Eden était de loin la plus grande ville panesque, et combien étaient-ils ? Mille au départ, peut-être le double ou triple depuis, mais c’était bien insuffisant. Et même s’ils rassemblaient tous les clans, ils n’arriveraient jamais à la cheville d’un tel déploiement de forces.
C’était déjà le cas sur l’île Carmichael ! Et nous avons tenu bon !
Cette fois, il dut s’avouer que c’était différent. Cinq armées très bien organisées. Aucun moyen de rivaliser.
Nous pourrons fuir ! Si Eden est prévenu, les Longs Marcheurs alerteront tous les autres clans et nous pourrons partir encore plus au nord…
Mais jusqu’où iraient-ils ?
Matt ravala son désespoir, ce n’était pas à lui de juger pour les autres. Le plus urgent était de transmettre ces informations à Eden.
Une fois qu’il eut la certitude de bien connaître le plan, Matt s’empressa de ranger le document comme il l’avait trouvé et hésita en découvrant un long couteau.
Il pouvait lui rendre de précieux services pour fuir.
Mais Roger risque de comprendre que je suis passé par sa chambre ! Ils pourraient deviner que leur stratégie est compromise et la changer.
Il ne prit rien et abandonna même l’idée de fuir par la porte, les gardes étaient juste à côté.
De retour sur sa corniche, Matt avait perdu son assurance. Ses mains n’avaient plus la même sûreté et dans l’effort son corps lui faisait encore mal, pas totalement remis des coups reçus trois jours plus tôt. Il mit cinq longues minutes à rallier sa chambre et il transpirait abondamment quand il enjamba la rambarde.
La forme surgit de l’ombre d’un coup, fondant sur lui si rapidement qu’il n’eut pas le temps de se protéger ou même de reculer.
Les mains du conseiller spirituel s’abattirent sur ses épaules et le projetèrent contre le mur.
— Tu crois que tu peux nous échapper aussi facilement ? hurla-t-il, fou de rage. Que je n’ai pas verrouillé cet endroit avec mes hommes ? Ils sont partout ! Même dans la rue autour de l’auberge ! Alors la prochaine fois que tu joues au funambule, assure-toi que tu n’es pas repéré ! C’est une chance que tu ne sois pas tombé !

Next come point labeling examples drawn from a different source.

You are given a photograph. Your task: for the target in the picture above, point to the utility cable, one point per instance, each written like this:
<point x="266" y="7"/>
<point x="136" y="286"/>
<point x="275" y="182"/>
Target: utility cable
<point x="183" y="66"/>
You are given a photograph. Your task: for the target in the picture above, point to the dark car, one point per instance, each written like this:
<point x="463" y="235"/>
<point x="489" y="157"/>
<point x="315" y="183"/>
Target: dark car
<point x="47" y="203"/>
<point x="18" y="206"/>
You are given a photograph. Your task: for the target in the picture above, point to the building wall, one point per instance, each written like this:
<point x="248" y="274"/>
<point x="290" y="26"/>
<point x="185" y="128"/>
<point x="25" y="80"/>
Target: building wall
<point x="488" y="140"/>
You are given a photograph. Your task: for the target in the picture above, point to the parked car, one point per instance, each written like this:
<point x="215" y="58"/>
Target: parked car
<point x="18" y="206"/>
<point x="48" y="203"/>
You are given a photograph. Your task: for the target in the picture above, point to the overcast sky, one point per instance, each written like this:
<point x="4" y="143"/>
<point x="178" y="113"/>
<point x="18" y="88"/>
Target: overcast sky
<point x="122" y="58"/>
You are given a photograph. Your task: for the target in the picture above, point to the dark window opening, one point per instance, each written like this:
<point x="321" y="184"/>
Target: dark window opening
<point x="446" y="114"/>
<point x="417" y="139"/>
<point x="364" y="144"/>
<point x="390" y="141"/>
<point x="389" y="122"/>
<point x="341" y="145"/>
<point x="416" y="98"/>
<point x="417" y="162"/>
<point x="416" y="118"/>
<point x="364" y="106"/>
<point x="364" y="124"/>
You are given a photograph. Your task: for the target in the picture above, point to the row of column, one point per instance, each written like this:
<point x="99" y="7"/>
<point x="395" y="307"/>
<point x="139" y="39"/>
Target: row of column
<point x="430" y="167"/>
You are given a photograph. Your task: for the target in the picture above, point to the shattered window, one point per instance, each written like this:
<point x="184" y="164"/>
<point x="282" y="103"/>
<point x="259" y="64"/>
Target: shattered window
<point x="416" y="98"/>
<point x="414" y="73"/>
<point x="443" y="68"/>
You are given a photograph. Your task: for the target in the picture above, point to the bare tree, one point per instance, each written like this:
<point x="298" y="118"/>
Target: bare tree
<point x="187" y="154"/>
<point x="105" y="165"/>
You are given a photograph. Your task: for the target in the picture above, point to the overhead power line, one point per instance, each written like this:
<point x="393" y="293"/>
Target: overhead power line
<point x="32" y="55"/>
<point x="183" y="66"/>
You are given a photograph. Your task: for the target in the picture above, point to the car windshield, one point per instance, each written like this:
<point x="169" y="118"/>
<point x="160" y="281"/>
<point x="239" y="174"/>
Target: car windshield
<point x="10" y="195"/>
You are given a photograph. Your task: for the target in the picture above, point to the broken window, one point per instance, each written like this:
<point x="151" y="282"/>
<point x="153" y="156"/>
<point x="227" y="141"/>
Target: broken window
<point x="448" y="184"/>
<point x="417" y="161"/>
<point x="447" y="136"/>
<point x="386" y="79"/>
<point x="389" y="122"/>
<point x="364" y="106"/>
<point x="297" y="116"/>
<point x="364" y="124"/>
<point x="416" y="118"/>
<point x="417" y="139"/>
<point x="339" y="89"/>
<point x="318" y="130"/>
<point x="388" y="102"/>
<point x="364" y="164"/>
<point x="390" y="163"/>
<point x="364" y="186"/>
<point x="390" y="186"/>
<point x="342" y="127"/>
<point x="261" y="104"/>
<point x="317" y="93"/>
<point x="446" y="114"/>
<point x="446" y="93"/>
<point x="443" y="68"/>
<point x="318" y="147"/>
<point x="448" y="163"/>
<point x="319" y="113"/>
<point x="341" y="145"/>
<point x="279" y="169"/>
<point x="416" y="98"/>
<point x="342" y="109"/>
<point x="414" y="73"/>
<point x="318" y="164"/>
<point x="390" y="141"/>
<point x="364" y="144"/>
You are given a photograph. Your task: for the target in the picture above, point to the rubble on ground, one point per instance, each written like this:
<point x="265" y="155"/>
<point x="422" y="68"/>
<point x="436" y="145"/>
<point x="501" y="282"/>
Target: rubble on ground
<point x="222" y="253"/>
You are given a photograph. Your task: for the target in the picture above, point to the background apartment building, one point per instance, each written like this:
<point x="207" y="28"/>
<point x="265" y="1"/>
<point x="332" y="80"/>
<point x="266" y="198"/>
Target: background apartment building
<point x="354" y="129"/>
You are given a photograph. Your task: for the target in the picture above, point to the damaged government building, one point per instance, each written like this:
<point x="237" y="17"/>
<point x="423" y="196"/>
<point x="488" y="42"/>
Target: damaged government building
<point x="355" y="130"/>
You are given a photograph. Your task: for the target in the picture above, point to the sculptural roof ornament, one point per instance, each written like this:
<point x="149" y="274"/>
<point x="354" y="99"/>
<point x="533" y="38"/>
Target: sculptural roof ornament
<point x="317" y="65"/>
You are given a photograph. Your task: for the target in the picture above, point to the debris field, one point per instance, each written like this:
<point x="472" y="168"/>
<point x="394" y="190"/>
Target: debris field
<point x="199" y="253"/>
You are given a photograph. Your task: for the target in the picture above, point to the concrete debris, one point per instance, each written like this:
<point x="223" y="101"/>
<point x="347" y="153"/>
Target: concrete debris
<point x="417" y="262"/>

Six soldats remplissaient la petite pièce et aucun n’avait l’air ivre. Matt comprit qu’il n’avait vu que la partie émergée de l’iceberg.

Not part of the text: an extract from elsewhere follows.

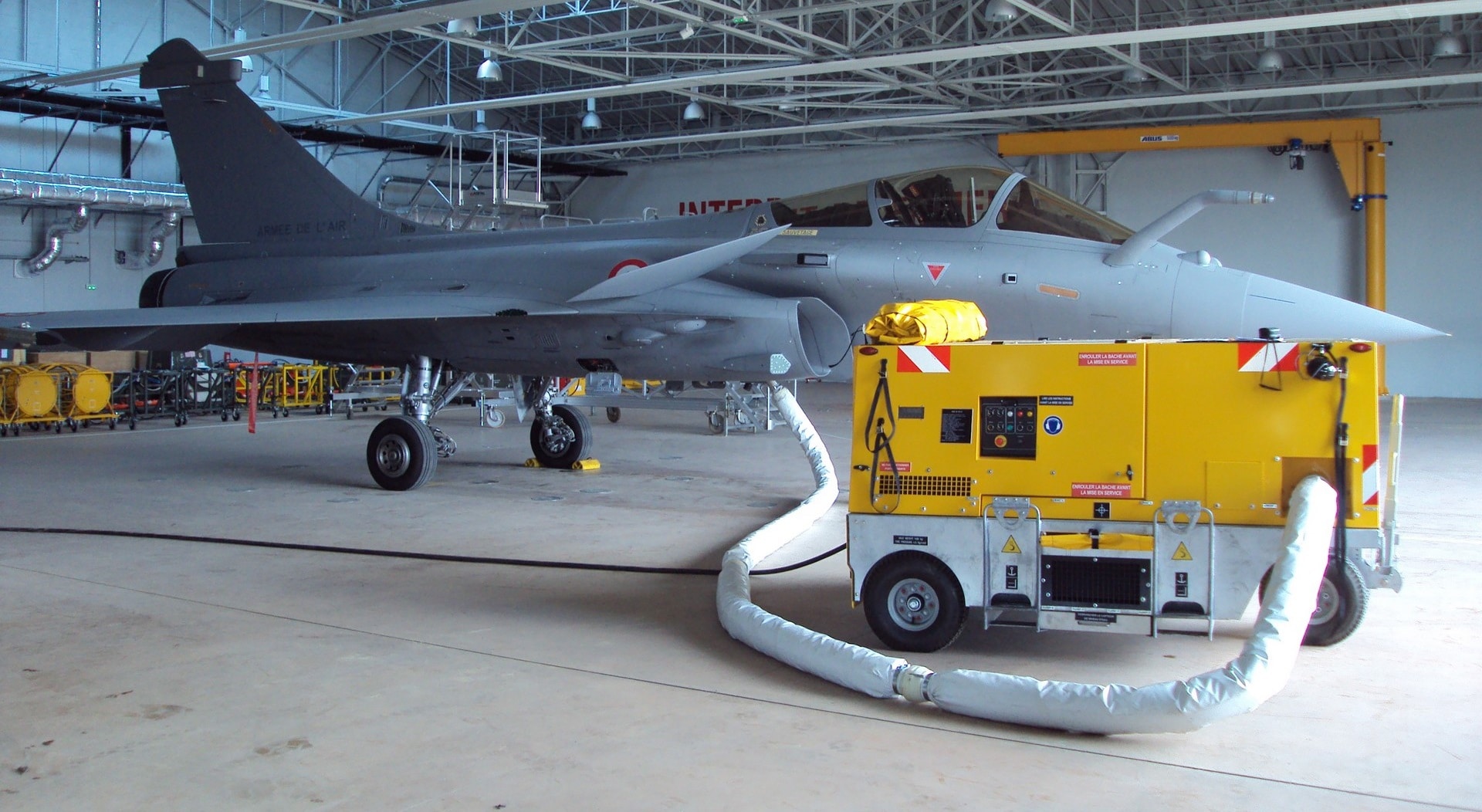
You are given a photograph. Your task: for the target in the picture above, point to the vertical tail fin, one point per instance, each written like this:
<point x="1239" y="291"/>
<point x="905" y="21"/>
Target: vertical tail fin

Par chance, personne ne semblait se douter de ce qu’il était réellement allé faire.
— Nous allons doubler les gardes, assura un officier.
Roger arriva, réveillé par le bruit, l’expression à la fois inquiète et ensuquée.

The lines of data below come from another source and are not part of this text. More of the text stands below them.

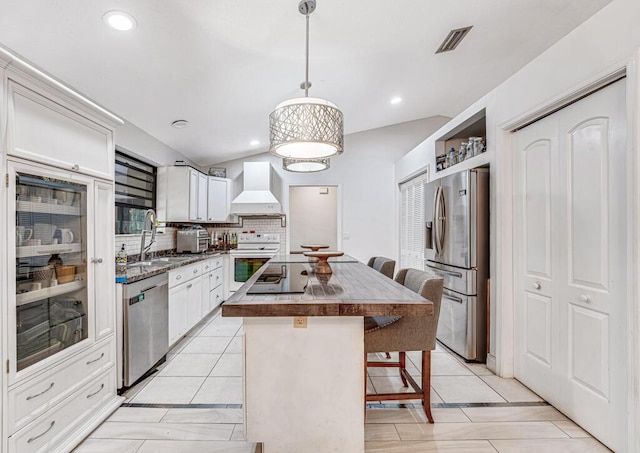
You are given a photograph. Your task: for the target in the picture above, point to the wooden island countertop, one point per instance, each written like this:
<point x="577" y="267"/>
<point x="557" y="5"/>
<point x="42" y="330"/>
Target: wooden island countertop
<point x="353" y="289"/>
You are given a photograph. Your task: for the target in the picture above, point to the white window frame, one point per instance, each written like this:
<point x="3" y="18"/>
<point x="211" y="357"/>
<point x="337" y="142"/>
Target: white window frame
<point x="412" y="226"/>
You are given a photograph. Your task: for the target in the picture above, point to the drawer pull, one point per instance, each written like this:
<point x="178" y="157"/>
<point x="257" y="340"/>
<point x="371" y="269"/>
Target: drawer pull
<point x="41" y="393"/>
<point x="31" y="439"/>
<point x="96" y="392"/>
<point x="95" y="360"/>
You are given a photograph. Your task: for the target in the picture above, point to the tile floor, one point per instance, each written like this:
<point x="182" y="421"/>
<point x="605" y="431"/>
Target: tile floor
<point x="193" y="403"/>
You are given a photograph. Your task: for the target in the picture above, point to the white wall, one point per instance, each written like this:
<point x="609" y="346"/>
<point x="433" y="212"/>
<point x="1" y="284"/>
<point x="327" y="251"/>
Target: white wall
<point x="607" y="41"/>
<point x="364" y="174"/>
<point x="313" y="216"/>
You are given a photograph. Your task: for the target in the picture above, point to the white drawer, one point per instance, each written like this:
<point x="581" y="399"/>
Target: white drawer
<point x="216" y="262"/>
<point x="216" y="278"/>
<point x="54" y="427"/>
<point x="28" y="401"/>
<point x="206" y="266"/>
<point x="184" y="274"/>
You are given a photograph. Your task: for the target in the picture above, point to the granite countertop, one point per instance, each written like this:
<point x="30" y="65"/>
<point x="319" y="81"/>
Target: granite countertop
<point x="353" y="289"/>
<point x="136" y="273"/>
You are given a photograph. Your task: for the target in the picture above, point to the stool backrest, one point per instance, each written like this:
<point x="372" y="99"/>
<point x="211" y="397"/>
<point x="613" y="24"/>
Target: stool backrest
<point x="383" y="265"/>
<point x="429" y="286"/>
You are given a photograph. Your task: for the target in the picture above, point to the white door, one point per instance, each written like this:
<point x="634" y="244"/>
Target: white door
<point x="103" y="250"/>
<point x="193" y="195"/>
<point x="202" y="196"/>
<point x="571" y="296"/>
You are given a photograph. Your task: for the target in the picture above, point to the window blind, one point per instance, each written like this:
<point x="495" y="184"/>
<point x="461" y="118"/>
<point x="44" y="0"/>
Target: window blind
<point x="412" y="227"/>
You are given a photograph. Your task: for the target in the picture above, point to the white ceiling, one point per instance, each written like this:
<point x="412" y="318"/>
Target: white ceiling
<point x="223" y="65"/>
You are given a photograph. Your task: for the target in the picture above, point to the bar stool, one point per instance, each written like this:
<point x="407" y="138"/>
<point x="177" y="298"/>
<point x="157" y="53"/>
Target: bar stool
<point x="408" y="333"/>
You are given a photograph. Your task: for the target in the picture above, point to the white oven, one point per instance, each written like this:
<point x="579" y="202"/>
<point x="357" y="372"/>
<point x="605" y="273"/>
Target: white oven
<point x="253" y="251"/>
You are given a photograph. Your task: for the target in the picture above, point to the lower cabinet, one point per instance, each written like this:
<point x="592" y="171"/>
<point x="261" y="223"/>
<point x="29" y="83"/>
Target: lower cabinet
<point x="194" y="291"/>
<point x="56" y="410"/>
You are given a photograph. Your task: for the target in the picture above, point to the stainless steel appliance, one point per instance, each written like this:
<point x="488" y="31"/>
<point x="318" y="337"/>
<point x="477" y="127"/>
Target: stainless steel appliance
<point x="254" y="250"/>
<point x="457" y="247"/>
<point x="192" y="241"/>
<point x="146" y="325"/>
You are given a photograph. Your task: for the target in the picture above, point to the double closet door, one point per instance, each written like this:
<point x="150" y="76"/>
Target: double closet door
<point x="570" y="258"/>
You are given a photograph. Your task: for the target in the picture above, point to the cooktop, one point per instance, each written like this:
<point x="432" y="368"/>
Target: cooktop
<point x="281" y="278"/>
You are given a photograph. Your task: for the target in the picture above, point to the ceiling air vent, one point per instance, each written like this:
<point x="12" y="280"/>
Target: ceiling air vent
<point x="453" y="39"/>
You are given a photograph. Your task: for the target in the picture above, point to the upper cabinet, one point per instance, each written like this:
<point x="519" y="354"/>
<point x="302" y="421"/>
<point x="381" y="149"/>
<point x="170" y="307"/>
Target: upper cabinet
<point x="207" y="199"/>
<point x="47" y="130"/>
<point x="219" y="199"/>
<point x="462" y="143"/>
<point x="175" y="202"/>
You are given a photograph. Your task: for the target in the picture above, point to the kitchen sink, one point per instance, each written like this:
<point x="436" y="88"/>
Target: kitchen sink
<point x="141" y="264"/>
<point x="169" y="259"/>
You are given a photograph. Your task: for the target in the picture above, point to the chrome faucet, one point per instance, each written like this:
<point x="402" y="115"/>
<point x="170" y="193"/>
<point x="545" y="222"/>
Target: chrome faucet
<point x="148" y="226"/>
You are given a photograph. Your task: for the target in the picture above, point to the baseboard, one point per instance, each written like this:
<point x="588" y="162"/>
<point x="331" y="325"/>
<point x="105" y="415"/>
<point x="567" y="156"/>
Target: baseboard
<point x="90" y="425"/>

— Ce sera inutile, vous partez avec le prisonnier ! révéla le conseiller. Puisque vous êtes sur pieds, rejoignez le funiculaire de suite ! Vous passerez le reste de la nuit à bord du Charon.
Cette fois, Matt réalisa qu’il n’avait plus aucun espoir de fuite par lui-même.
Pire, il venait de faire échouer le plan de ses amis.